- Full name: Debonnaire Jane Gräfin von Bismarck-Schönhausen
- Born: Debonnaire Jane Patterson 19 August 1959 (age 66)
- Noble family: Bismarck (by marriage)
- Spouse: Count Leopold von Bismarck-Schönhausen ​ ​(m. 1984)​
- Issue: Count Nikolai von Bismarck-Schönhausen Count Tassilo von Bismarck-Schönhausen Count Caspar von Bismarck-Schönhausen Carl von Bismarck-Schönhausen
- Father: William Garry Patterson
- Mother: Sandra Debonnaire Monson
- Occupation: businesswoman, socialite

= Debonnaire von Bismarck =

English socialite (born 1959)

Countess Debonnaire Jane von Bismarck-Schönhausen (Debonnaire Jane Gräfin von Bismarck-Schönhausen; née Patterson; born 19 August 1959) is an English businesswoman, stylist, and socialite.

== Personal life ==
Bismarck was born Debonnaire Jane Patterson on 19 August 1959 as the first child of Major William Garry Patterson, a military officer, and The Honourable Sandra Debonnaire Monson, a daughter of John Roseberry Monson, 10th Baron Monson. Her maternal uncle was John Monson, 11th Baron Monson.

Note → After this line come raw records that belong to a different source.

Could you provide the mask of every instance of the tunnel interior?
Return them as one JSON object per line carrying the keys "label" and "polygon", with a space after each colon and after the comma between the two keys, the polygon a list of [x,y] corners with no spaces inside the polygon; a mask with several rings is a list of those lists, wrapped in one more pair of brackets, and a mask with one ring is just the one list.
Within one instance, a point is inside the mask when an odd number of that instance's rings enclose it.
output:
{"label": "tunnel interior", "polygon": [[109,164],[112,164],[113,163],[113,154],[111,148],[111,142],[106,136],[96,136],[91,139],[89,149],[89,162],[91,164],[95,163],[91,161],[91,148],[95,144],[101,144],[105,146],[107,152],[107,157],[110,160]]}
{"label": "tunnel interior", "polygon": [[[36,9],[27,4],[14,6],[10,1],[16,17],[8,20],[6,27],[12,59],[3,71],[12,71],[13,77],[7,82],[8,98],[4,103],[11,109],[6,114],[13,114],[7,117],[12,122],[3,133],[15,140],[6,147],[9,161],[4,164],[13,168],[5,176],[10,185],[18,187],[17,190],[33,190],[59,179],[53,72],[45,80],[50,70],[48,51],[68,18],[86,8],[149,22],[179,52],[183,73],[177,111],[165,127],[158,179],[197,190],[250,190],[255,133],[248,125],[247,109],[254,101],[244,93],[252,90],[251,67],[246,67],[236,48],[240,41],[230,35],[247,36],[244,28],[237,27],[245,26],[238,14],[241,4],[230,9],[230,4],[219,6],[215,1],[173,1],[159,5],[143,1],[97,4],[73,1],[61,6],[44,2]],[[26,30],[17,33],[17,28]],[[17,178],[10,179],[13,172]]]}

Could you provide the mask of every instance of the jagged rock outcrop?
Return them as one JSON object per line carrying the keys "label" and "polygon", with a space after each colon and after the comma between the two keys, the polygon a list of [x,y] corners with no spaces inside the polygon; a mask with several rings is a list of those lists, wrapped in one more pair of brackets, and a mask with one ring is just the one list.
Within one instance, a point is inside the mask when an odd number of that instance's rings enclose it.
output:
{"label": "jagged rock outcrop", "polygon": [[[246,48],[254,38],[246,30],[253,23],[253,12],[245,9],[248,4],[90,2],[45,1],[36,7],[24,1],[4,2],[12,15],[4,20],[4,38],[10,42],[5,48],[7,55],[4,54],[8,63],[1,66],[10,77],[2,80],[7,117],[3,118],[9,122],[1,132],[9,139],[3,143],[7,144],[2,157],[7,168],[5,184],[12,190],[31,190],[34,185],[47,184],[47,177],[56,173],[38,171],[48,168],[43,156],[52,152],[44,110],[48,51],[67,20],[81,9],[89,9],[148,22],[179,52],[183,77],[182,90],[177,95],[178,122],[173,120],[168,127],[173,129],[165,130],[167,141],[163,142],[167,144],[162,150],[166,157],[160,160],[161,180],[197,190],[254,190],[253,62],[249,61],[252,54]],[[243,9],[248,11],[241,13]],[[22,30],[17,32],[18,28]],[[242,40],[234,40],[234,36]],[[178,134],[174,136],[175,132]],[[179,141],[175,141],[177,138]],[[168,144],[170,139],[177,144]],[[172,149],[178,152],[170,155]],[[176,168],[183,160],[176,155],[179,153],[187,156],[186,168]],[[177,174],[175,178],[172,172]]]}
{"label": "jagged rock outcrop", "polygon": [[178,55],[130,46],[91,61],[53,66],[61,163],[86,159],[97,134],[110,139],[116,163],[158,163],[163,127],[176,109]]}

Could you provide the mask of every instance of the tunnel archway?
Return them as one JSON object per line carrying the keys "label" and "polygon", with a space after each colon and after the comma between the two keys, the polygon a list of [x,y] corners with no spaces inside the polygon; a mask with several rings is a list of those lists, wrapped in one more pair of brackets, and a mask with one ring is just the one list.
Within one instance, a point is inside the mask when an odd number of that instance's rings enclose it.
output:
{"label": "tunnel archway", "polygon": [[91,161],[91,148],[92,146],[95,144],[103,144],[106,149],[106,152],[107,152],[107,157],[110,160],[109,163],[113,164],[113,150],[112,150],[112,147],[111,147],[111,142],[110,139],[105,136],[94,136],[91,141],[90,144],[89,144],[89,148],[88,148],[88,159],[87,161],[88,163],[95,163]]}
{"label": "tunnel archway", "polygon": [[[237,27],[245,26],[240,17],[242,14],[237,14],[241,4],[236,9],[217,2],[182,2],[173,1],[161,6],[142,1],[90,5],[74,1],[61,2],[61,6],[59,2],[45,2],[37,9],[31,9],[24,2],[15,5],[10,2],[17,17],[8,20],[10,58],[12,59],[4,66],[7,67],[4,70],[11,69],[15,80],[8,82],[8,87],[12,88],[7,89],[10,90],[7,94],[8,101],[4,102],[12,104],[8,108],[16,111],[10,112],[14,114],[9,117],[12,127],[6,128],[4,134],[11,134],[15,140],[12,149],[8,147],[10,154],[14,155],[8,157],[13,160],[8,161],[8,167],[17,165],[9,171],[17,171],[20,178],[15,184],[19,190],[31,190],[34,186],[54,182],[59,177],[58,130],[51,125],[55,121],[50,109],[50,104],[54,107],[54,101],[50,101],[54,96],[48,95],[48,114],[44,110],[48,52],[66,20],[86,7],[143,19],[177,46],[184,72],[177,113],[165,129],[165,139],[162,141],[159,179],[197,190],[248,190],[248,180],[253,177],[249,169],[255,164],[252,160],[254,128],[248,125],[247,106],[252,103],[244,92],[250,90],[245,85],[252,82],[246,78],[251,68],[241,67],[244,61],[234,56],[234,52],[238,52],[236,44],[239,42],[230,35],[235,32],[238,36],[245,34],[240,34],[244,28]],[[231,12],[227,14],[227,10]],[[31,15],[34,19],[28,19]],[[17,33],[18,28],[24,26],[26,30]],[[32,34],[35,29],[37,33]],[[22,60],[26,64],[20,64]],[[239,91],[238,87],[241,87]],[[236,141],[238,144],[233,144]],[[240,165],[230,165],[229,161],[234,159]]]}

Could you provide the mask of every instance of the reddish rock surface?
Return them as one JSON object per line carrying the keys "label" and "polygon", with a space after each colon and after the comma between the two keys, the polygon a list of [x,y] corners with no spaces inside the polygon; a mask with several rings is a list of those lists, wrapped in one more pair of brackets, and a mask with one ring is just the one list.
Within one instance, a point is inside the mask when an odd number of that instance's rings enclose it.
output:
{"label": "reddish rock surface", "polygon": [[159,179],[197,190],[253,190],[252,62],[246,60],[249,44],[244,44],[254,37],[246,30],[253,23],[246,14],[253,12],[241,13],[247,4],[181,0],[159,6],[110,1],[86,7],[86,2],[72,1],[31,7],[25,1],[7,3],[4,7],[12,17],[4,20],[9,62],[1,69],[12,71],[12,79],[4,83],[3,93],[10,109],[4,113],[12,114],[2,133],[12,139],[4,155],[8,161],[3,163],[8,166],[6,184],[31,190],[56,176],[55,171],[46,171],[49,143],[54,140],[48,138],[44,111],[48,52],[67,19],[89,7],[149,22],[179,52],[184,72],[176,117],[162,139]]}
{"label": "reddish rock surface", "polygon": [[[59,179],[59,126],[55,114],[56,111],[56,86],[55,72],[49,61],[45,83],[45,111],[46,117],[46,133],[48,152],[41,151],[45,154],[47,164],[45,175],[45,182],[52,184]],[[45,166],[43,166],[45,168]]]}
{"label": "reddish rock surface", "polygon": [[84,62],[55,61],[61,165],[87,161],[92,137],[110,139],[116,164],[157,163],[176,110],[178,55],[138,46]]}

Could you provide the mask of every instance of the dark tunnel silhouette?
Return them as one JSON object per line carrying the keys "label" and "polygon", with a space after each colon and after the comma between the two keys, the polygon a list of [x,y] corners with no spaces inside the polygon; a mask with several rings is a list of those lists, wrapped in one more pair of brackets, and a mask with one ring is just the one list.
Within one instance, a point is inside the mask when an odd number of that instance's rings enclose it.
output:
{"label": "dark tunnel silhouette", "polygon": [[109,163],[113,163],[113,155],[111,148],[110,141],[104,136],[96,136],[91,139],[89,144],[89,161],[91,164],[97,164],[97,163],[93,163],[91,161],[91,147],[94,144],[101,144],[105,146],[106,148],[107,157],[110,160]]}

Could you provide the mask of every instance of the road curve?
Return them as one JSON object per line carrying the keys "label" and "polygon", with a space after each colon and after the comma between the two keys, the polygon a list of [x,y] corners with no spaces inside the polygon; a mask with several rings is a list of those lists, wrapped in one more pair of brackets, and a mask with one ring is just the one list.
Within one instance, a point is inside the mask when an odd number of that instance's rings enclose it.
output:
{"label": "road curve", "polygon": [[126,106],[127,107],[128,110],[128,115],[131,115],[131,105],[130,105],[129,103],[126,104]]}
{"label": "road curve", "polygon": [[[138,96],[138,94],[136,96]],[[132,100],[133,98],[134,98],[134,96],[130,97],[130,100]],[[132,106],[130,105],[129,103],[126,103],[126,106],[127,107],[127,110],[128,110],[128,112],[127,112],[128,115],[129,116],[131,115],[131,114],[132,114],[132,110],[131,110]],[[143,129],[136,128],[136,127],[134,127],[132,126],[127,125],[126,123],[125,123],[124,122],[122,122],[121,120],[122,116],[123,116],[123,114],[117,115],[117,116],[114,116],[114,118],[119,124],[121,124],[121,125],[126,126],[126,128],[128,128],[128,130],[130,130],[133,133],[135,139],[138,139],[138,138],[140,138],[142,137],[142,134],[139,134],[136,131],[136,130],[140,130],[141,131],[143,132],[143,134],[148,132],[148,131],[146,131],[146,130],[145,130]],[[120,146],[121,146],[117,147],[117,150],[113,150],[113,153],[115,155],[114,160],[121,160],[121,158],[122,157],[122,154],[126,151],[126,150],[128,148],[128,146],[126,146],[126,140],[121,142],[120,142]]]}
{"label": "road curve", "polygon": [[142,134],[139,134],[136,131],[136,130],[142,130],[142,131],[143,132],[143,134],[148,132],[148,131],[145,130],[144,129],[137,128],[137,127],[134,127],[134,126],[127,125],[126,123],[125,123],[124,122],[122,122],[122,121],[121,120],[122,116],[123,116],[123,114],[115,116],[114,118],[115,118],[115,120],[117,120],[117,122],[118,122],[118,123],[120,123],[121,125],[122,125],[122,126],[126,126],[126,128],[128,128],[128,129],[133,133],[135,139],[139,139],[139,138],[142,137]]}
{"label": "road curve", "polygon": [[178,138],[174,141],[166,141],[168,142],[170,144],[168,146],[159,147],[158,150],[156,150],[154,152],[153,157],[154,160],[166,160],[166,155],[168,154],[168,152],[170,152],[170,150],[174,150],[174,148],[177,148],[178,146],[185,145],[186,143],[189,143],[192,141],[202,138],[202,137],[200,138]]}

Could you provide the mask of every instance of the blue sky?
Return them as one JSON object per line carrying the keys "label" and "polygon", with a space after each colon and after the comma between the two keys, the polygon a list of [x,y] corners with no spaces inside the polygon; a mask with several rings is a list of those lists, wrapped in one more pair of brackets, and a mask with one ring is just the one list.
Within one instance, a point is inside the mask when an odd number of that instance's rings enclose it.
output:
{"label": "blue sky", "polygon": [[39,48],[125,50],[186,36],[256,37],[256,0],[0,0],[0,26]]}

In 1977 Bismarck was featured on the cover of, and profiled in, The Daily Telegraph's Sunday Magazine, which covered her debut into society.

In 1984 she married a German nobleman, Count Leopold von Bismarck-Schönhausen (b. 1951), the youngest son of Otto Christian Archibald, Prince of Bismarck and his wife, Ann-Mari Tengbom. They have four sons: Nikolai, Tassilo, Caspar, and Carl. Nikolai has been in a long-term relationship with Kate Moss.

== Career ==
Bismarck founded the company Debonnaire, which she runs out of a boutique in Knightsbridge, London. Her company sells vintage and internationally collected women's clothing and accessories. In 2014, after a trip to India, she began producing cotton shirts and boxer shorts, and later opened a Debonnaire showroom.